A couple of months ago I wrote a review on Augury’s most recent album, Fragmentary Evidence. A lot of you guys seemed to really enjoy listening to the album and/or reading the review I wrote. Well after I saw them live a couple of weeks ago when they were one of the opening acts for Soilwork, I was so blown away by their performance that I just had to get their first album. Concealed was released all the way back in 2004. The long period of time in between album releases was probably because they weren’t signed on to any label for a couple of years. Then they signed on to Nuclear Blast and released Fragmentary Evidence in early 2009. The lineup back then was pretty close to what it is now, obviously not exactly. I’ll tell you, listening to this album was a very unique and interesting experience; I can’t tell you if it was a positive or negative one, it was just nothing that I’ve ever experienced before while listening to music.

I have listened to this album straight through countless times trying to figure out what other genres and/or bands influence their music. I still can’t come up with anything. This means that these guys have created an entirely new sound. In some of the songs, they have a really ambient sound in a lot of parts of it to give it a futuristic and mysterious feeling. There are quite a bit of sung female voices in some of the songs, which really have an edge, because in some of the places where they have it, it doesn’t fit in with the other music very well. None of the musicians use a traditional approach of playing their instruments. Everything in their music seems to have been crafted and put together by the band. Of course, the bass guitar is the dominant instrument in their music, although it could use to be a bit louder at many parts. The bassist plays a lot of the notes by tapping the strings on the neck with the hand that he would normally have by the pickups. The guitar playing is nothing short of very abstract and new. The guitarist does a lot of strumming on the neck, playing with the different effects, and frequent changes in the speed that he plays. Although it may sound like it, their drummer does not do any blast-beat drumming in any of Augury’s songs. I know this for a fact now that I’ve seen the band live and have chatted with some of the members.
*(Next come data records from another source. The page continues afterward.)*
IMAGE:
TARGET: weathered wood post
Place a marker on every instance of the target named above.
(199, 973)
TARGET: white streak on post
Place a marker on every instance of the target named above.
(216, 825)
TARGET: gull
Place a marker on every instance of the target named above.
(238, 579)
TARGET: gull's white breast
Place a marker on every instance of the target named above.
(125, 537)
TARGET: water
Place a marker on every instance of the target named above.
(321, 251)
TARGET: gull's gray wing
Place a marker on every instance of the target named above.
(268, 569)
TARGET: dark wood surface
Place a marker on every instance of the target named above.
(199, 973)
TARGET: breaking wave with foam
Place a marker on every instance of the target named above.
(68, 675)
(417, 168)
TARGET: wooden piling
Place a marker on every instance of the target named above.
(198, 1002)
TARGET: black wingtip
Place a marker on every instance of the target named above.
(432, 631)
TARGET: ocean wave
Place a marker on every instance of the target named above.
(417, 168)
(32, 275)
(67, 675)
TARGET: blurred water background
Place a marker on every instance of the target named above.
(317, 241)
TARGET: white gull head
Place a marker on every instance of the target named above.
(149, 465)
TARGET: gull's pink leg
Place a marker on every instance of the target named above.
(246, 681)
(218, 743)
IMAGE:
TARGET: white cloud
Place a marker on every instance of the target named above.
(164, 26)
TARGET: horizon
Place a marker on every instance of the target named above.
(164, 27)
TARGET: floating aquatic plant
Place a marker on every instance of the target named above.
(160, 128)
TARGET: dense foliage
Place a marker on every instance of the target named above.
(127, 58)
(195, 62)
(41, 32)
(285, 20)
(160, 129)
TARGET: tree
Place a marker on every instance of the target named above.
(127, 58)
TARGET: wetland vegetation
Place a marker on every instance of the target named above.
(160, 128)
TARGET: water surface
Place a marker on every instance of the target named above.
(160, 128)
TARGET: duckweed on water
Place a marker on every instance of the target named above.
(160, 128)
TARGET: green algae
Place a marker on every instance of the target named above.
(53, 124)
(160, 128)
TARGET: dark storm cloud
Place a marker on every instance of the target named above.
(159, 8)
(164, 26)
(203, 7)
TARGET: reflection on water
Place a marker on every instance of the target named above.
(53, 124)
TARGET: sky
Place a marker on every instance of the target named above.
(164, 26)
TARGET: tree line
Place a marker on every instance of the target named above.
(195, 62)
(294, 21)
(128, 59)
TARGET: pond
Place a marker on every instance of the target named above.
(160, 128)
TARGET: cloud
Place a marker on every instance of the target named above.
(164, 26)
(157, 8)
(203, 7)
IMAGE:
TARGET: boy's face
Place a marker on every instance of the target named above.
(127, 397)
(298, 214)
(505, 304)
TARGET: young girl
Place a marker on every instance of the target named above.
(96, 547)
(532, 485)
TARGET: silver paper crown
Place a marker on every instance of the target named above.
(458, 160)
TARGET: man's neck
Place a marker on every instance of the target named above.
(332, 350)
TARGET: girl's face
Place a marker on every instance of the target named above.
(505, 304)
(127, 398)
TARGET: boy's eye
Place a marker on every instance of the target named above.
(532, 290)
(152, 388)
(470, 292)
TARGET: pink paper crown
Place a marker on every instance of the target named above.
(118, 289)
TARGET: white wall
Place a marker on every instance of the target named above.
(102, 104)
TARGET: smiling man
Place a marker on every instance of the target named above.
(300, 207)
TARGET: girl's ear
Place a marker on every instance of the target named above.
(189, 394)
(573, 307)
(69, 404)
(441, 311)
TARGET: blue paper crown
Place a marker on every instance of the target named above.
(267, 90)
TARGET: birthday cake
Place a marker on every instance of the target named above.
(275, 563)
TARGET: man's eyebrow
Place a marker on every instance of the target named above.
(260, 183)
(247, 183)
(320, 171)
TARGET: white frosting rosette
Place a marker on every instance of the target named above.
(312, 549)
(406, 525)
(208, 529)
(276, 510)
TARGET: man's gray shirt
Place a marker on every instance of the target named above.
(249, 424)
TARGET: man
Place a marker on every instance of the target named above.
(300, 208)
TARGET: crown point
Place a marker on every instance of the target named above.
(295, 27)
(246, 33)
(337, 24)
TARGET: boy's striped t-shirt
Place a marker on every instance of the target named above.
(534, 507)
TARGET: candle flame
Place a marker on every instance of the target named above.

My favorite song off the album is Beatus. It has also come to be one of my very favorite Augury songs. In the very technical and pretty intro, the lead guitarist is playing all of the notes just by pressing down on the strings with his hand that is on the neck of the guitar. His other hand is on the volume knob on the guitar turning it up and down to give it a really cool sound. Halfway through the intro, the other guitarist and eventually the bassist join in doing the exact same thing. The overall sound structure is very Avant Garde and unique. In Russian Dolls Universes is a very abstract song. Probably because in several parts of the song, the way that the female vocals are sung reminds me of how the choir from 2001: A Space Odyssey sounded. Augury’s very experimental, futuristic sound will definitely be remembered for a long time, and will influence many bands in the future. Anyone who enjoyed reading my review on Fragmentary Evidence should go out and buy this album. Not only them, but anyone who is into progressive music, and enjoyed reading this review should go out and buy this album. I also noticed that the vocalist for Augury read my Fragmentary Evidence review and left a comment. It would be awesome if he read this review. This album gets 15/20.